CUNA calls CFPB rejection of regulatory relief support ‘troubling’

The Consumer Financial Protection Bureau’s (CFPB) rejection of a bipartisan call for regulatory relief is troubling and the bureau is strongly encouraged to reconsider, wrote CUNA and all 38 state credit union leagues and all 37 credit union leagues representing all 50 states and the District of Columbia in a letter sent Wednesday to CFPB Director Richard Cordray.

The letter explains that Section 1022 of the Dodd-Frank Act gives the CFPB statutory authority to exempt any class of entities from CFPB rulemakings, and how CUNA and the state leagues have been joined by a bipartisan supermajority of Congress–399 members from both chambers–in their call for the bureau to exercise said authority.

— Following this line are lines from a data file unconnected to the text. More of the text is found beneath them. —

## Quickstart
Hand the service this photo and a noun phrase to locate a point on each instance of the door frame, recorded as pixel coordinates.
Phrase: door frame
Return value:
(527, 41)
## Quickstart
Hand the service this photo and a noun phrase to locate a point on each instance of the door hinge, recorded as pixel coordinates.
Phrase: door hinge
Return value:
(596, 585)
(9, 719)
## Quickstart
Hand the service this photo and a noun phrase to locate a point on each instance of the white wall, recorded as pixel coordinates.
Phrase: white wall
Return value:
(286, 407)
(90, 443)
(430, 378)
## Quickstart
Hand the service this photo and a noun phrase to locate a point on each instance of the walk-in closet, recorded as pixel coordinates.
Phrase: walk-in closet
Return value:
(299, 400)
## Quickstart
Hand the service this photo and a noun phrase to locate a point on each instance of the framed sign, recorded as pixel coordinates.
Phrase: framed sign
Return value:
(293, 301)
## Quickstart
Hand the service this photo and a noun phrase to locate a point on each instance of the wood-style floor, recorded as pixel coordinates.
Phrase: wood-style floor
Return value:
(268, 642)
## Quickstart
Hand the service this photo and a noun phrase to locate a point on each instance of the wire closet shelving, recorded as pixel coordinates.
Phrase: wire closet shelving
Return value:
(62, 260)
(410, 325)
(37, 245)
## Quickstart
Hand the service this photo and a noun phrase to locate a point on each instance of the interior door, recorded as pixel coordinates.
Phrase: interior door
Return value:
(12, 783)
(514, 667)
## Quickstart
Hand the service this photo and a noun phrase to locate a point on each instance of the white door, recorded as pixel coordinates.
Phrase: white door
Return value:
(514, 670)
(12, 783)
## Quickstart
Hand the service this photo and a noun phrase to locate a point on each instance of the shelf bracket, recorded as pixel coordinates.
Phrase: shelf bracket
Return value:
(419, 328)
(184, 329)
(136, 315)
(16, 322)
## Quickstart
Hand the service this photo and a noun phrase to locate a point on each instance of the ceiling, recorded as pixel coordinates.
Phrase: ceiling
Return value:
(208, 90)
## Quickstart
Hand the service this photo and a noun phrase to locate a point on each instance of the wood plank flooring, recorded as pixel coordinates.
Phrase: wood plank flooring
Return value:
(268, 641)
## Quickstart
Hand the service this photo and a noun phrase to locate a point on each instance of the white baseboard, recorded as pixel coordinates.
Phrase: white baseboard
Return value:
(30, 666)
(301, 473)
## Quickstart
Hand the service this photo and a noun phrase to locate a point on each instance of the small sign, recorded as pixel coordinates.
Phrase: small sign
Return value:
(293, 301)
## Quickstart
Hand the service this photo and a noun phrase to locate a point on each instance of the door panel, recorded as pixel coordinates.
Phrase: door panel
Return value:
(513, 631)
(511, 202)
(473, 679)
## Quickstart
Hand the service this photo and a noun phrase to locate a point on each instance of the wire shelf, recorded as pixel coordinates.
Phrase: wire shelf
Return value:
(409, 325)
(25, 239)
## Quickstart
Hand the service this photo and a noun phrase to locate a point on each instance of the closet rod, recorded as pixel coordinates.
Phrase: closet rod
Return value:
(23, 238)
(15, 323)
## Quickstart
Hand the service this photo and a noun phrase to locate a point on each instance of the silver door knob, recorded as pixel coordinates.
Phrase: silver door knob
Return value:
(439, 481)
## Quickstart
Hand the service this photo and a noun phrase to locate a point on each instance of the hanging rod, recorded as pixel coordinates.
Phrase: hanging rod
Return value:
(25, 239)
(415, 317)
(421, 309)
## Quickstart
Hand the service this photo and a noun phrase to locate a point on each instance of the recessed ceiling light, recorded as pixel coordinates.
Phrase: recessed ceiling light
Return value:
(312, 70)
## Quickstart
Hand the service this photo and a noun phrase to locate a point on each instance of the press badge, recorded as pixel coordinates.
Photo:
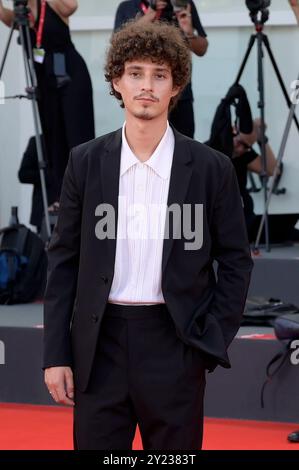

“The bureau’s resistance to the plain language of the statute and the subsequent bipartisan message of more than three-quarters of the elected representatives in the federal government is baffling and disrespects the consumers who elected the Congress,” the letter reads. “We strongly encourage the bureau to reconsider its perspective on Section 1022 and finalize rules that allow credit unions to continue to offer services to consumers under the current regulatory scheme.”

“What is at stake, of course, is consumers’ continued access to safe and affordable financial services provided by cooperative financial institutions,” said CUNA and the state leagues. “Credit unions accept that they are subject to regulation, but Congress has sent strong signals through the statute and other means that that regulation must be reasonable.”